Le travail conceptuel et poétique de Guillaume Barborini se développe en séries qui sont constituées par des corpus de gestes. Gestes inventés et « aidants », gestes qui par moment deviennent quotidiens, gestes en apparence anodins et gestes à la fois méditatifs et performatifs, des gestes qui lui « appartiennent ». Ces gestes sont activés, réactivés, archivés et réactivés. Ils font partie de cycles dont les périodicités sont variables et les durées indéfinies. Ces gestes se succèdent et se suscitent les uns les autres, ils sont à la fois indépendants et liés, ils peuvent se répéter à l’infini et s’enrichir ou dévier pour se redéfinir, se retrouver. Ce corpus de gestes donne forme à une pratique.

Cette pratique donne lieu à une cartographie du monde, a priori abstraite, au sein de laquelle le planse confond avec son exécution, mais où une approche philosophique rencontre subtilement la géologie contemporaine et la cosmologie. En faisant intervenir le territoire, son travail adopte une valence politique – accompagnée de l’idée selon laquelle la répétition, le détail et la lenteur constituent des formes de revendication. Pour Guillaume Barborini il s’agit de se glisser dans le monde et d’essayer de l’infiltrer à travers un corpus de pratiques et de négociations entre le temps et le territoire, le Soi et le monde (l’Autre), entre les frontières et les lignes de fuite qui caractérisent une situation, entre le pouvoir poïétique du geste (faire advenir), ses caractéristiques politiques (prendre position mais pas possession, résister en questionnant) et ses potences poétiques.

C’est en activant des processus dialectiques inattendus – emprunter de la terre à la Terre pour ensuite la restituer ; construire pour jouer à (dé)construire ; entrer dans un livre pour inviter à entrer dans sa lecture; rencontrer, s’habiter mutuellement, mais « sans se coloniser »– que l’artiste fait advenir L’autre pays. Les grands enjeux – du monde et du monde conceptuel, poétique et actif de Guillaume Barborini – se jouent toujours sous des aspects anodins.

« Reprendre ces notions pour rejouer un pays, mais en faire quelque chose de moins sûr de soi, deplus fragile et attentif. Chaque geste est un point où converge une relation au monde, une relation à l’activité et aux transformations que nous exerçons sur ce monde, au travail d’un corps qui se déploie avec – et en revendiquant – ses propres limites et les contraintes que le monde lui impose. Revendiquer cela, c’est le moyen d’agir avec considération, de cosigner chaque geste, d’exister sur le fil qui relie le monde et soi. Venir s’appuyer sur ce qui existe et regarder quelle zone de contact cela dessine. C’est peut-être aussi, construire un pays qui serait le pays en creux », pour reprendre les termes de l’artiste.

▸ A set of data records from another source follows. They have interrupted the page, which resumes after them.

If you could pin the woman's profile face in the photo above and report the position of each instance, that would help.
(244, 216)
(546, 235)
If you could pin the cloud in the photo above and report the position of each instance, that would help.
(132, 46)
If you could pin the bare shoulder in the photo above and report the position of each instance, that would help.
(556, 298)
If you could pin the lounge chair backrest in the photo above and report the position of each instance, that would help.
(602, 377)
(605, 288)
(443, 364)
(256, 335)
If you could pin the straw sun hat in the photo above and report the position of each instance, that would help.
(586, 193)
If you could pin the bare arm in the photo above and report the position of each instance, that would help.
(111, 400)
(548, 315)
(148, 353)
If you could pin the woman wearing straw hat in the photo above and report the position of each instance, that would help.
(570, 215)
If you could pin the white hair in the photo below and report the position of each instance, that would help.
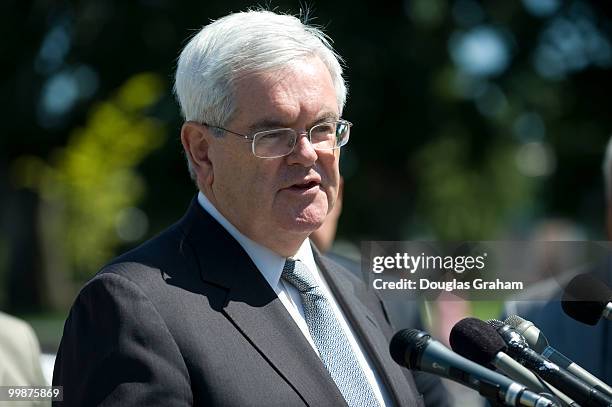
(241, 44)
(607, 171)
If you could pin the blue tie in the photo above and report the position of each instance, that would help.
(329, 338)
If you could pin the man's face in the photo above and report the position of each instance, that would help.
(277, 201)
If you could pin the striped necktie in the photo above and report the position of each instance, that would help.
(329, 337)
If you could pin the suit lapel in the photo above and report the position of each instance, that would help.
(251, 305)
(369, 332)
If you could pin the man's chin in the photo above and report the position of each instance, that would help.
(305, 222)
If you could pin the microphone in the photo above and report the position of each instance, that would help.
(582, 393)
(478, 341)
(587, 299)
(416, 350)
(538, 342)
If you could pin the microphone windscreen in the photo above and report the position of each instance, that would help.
(515, 321)
(476, 340)
(406, 345)
(585, 297)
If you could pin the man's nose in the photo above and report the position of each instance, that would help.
(304, 152)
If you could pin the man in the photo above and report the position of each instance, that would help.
(19, 357)
(231, 306)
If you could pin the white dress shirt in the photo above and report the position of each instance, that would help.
(270, 264)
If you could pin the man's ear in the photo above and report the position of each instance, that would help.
(196, 143)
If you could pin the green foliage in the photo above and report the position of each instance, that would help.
(461, 200)
(94, 177)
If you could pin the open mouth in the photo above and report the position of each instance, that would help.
(305, 186)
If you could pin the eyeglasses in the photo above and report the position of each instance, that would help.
(329, 135)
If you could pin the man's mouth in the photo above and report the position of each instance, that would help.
(304, 186)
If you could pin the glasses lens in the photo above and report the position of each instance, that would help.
(327, 136)
(273, 143)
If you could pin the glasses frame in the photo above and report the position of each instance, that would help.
(307, 133)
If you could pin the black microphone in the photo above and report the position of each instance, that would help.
(480, 342)
(538, 342)
(579, 391)
(587, 299)
(416, 350)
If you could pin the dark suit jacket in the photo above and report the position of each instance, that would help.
(187, 319)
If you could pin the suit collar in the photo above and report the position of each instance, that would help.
(240, 292)
(369, 331)
(249, 302)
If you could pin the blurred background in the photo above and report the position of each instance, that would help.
(473, 121)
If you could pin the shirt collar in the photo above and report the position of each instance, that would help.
(269, 263)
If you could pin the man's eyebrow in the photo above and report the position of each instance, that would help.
(267, 124)
(270, 123)
(325, 117)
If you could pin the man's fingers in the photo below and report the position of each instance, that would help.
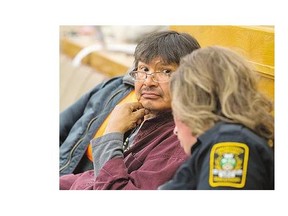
(135, 106)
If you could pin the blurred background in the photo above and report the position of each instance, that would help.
(91, 54)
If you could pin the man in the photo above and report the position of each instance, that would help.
(138, 149)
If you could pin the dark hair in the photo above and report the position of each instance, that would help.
(170, 46)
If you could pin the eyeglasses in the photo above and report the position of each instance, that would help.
(159, 77)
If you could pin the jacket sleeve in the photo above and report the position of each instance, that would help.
(70, 115)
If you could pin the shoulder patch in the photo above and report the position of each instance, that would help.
(228, 164)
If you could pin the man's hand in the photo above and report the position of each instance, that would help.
(125, 117)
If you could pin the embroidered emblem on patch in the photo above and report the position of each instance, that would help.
(228, 164)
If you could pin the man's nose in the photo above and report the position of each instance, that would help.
(149, 80)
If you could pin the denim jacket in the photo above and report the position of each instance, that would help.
(80, 121)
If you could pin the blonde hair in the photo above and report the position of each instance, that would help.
(215, 83)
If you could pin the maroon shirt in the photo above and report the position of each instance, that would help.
(152, 160)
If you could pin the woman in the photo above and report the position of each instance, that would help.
(223, 122)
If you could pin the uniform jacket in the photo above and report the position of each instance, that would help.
(80, 121)
(209, 166)
(152, 160)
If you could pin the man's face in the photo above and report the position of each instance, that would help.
(152, 95)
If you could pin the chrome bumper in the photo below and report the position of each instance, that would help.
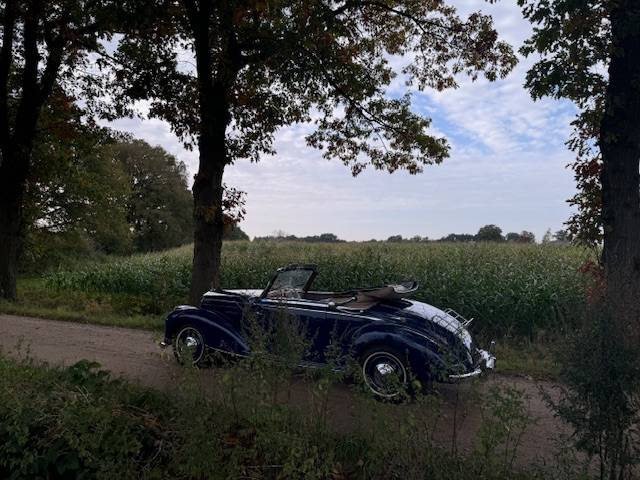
(487, 362)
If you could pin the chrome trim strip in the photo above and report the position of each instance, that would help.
(462, 376)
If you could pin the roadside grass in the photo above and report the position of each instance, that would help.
(510, 289)
(78, 422)
(119, 310)
(530, 359)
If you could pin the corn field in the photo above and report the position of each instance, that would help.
(509, 289)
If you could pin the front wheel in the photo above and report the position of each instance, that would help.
(384, 373)
(189, 346)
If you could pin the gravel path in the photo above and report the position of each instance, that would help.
(136, 355)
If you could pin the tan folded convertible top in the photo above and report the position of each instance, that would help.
(363, 299)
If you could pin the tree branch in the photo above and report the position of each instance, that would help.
(27, 109)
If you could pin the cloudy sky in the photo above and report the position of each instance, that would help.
(507, 165)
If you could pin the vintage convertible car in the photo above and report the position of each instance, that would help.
(392, 337)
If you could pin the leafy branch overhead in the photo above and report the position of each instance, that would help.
(345, 66)
(573, 40)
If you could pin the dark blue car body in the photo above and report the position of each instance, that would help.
(433, 344)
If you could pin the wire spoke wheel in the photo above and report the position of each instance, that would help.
(384, 374)
(189, 346)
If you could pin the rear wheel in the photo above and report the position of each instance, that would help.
(189, 346)
(385, 373)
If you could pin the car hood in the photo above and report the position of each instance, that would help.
(247, 292)
(433, 314)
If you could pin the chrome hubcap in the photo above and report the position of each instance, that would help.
(189, 344)
(384, 374)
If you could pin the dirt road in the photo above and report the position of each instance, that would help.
(135, 355)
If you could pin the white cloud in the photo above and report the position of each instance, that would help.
(507, 166)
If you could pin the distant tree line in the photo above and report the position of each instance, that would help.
(284, 237)
(489, 233)
(98, 191)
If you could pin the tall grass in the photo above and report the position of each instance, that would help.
(508, 288)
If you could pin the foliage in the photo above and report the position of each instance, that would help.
(76, 195)
(489, 233)
(283, 237)
(458, 237)
(509, 289)
(235, 233)
(273, 64)
(573, 40)
(600, 397)
(80, 423)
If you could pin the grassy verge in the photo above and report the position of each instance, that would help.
(79, 423)
(121, 310)
(515, 357)
(530, 359)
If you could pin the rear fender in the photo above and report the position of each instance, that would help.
(423, 355)
(218, 332)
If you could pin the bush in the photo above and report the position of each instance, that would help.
(509, 289)
(600, 398)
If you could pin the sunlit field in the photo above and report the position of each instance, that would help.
(509, 289)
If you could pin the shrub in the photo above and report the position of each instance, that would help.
(600, 397)
(510, 289)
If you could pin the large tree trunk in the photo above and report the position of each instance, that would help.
(208, 226)
(214, 91)
(12, 184)
(620, 147)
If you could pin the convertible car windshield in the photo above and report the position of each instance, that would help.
(291, 282)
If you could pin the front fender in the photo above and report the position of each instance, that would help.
(218, 332)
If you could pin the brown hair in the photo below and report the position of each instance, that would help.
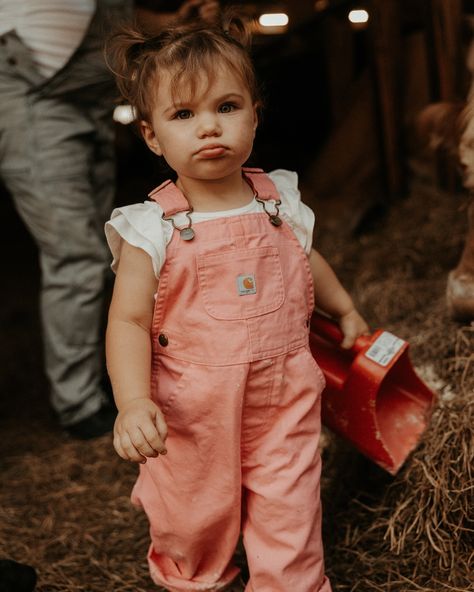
(187, 49)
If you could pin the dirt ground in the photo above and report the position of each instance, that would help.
(64, 505)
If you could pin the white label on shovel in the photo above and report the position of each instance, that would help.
(384, 348)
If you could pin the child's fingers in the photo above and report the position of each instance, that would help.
(154, 440)
(118, 447)
(141, 444)
(161, 425)
(131, 453)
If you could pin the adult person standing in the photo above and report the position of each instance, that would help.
(57, 161)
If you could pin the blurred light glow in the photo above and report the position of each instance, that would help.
(358, 16)
(276, 19)
(321, 5)
(124, 114)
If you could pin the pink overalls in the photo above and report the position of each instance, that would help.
(240, 390)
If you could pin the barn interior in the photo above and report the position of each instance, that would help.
(346, 86)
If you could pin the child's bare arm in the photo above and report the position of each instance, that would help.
(333, 299)
(140, 429)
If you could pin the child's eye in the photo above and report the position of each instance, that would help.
(182, 114)
(227, 107)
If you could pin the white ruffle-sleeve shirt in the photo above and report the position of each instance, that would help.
(142, 225)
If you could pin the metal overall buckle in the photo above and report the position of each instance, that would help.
(185, 232)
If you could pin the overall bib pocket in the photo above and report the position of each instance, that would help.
(240, 284)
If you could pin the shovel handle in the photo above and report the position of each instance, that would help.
(330, 330)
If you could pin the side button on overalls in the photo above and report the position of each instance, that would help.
(240, 390)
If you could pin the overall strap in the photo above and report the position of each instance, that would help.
(170, 198)
(261, 183)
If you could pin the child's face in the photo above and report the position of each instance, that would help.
(207, 136)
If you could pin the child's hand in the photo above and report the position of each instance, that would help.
(140, 431)
(352, 325)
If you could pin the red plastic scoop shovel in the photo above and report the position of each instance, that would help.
(373, 397)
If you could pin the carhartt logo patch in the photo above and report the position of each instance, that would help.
(246, 284)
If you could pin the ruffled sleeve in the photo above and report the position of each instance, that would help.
(298, 215)
(142, 226)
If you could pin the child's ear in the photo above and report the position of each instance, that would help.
(150, 138)
(255, 117)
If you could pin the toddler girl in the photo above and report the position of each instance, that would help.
(213, 298)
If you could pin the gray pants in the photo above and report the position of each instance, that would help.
(57, 161)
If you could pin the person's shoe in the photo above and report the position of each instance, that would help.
(16, 577)
(97, 424)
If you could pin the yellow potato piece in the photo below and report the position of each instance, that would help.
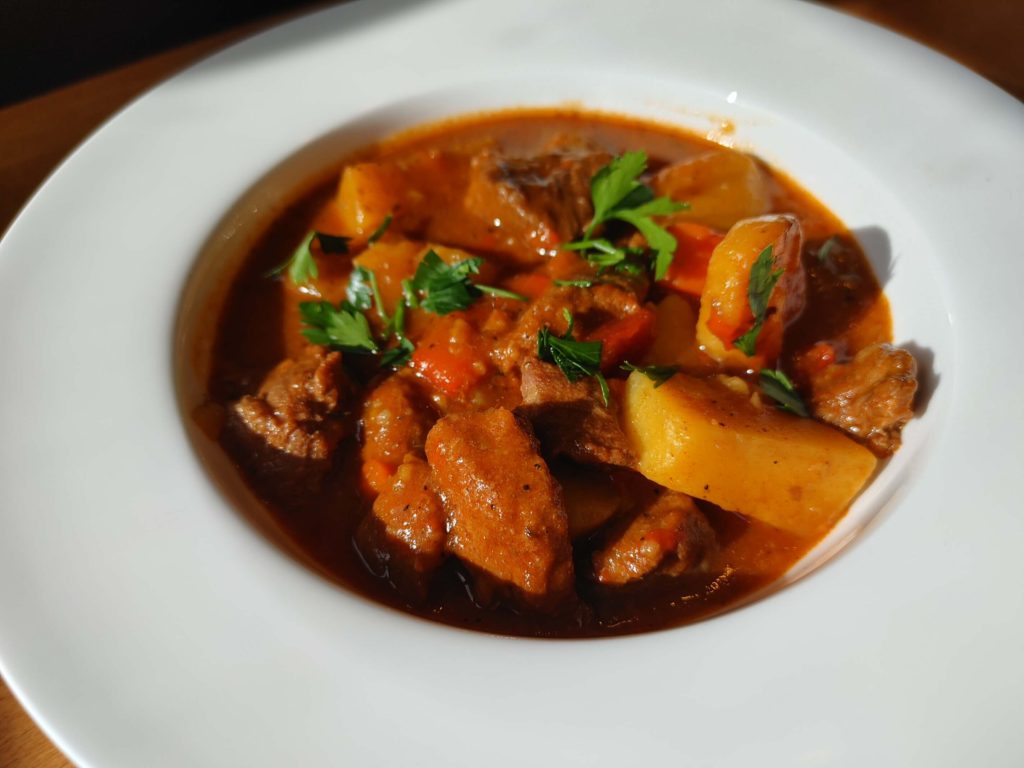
(725, 311)
(698, 437)
(675, 337)
(367, 194)
(722, 186)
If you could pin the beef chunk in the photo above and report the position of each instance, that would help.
(536, 203)
(591, 308)
(395, 420)
(504, 511)
(870, 396)
(402, 537)
(671, 536)
(570, 418)
(297, 409)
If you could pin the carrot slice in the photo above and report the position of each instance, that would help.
(689, 267)
(625, 338)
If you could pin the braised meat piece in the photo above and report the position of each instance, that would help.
(402, 537)
(395, 420)
(570, 418)
(671, 537)
(297, 409)
(870, 396)
(504, 512)
(536, 203)
(591, 308)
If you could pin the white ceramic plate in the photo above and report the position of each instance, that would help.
(143, 623)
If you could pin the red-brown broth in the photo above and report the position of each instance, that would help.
(249, 338)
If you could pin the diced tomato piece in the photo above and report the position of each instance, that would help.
(689, 267)
(625, 338)
(450, 357)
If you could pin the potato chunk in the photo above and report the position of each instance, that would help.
(725, 310)
(722, 186)
(367, 194)
(701, 438)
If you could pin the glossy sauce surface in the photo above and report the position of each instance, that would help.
(258, 327)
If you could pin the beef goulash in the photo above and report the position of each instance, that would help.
(556, 374)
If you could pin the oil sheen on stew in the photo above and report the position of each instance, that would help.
(556, 374)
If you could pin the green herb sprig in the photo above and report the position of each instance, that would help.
(301, 265)
(343, 327)
(441, 288)
(577, 359)
(762, 283)
(617, 194)
(657, 374)
(777, 385)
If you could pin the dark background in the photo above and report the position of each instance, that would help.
(45, 44)
(48, 43)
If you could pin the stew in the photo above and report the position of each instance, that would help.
(556, 374)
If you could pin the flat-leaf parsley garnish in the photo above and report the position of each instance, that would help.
(344, 327)
(777, 386)
(577, 359)
(657, 374)
(301, 266)
(441, 288)
(617, 194)
(763, 280)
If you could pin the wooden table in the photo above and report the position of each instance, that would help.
(36, 134)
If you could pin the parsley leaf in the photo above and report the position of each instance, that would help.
(763, 280)
(657, 374)
(302, 265)
(614, 183)
(360, 292)
(777, 386)
(502, 293)
(444, 288)
(379, 231)
(616, 193)
(344, 327)
(577, 359)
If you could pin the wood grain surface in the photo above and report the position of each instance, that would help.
(37, 134)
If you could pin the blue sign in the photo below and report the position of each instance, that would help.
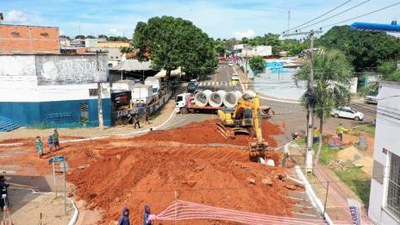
(57, 159)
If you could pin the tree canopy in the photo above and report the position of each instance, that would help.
(257, 64)
(332, 76)
(364, 49)
(173, 42)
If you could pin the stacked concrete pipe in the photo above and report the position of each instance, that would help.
(202, 98)
(217, 98)
(232, 98)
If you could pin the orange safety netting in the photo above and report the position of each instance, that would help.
(182, 210)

L’autre pays a-t-il des frontières ? Que voudraient-elles dire ? Pour le moment il continue à grandir, sans vouloir devenir spectaculaire, mais au contraire, en restant à l’échelle de Soi. L’autre pays pourrait être compris comme le monde tel qu’il est digéré par le corps de l’artiste et dont les seules limites, celles du corps, en définiraient les temps de pause, de respiration, de recommencement et de répétition – quand le corps devient paramètre de l’oeuvre. L’autre pays est également cette idée d’un autre monde, mais dont la singularité réside dans le fait que, pour exister et se déployer, il n’a pas besoin de renverser le monde qui le précède, mais plutôt de l’infiltrer presque sans ne rien toucher – sans laisser de traces. Cet autre pays pourrait aussi être la singularité de chacun, « se chercher soi dans le monde et chercher le monde en soi » comme l’exprime l’artiste, s’introduire donc au monde en l’apprivoisant, mais selon ses propres termes.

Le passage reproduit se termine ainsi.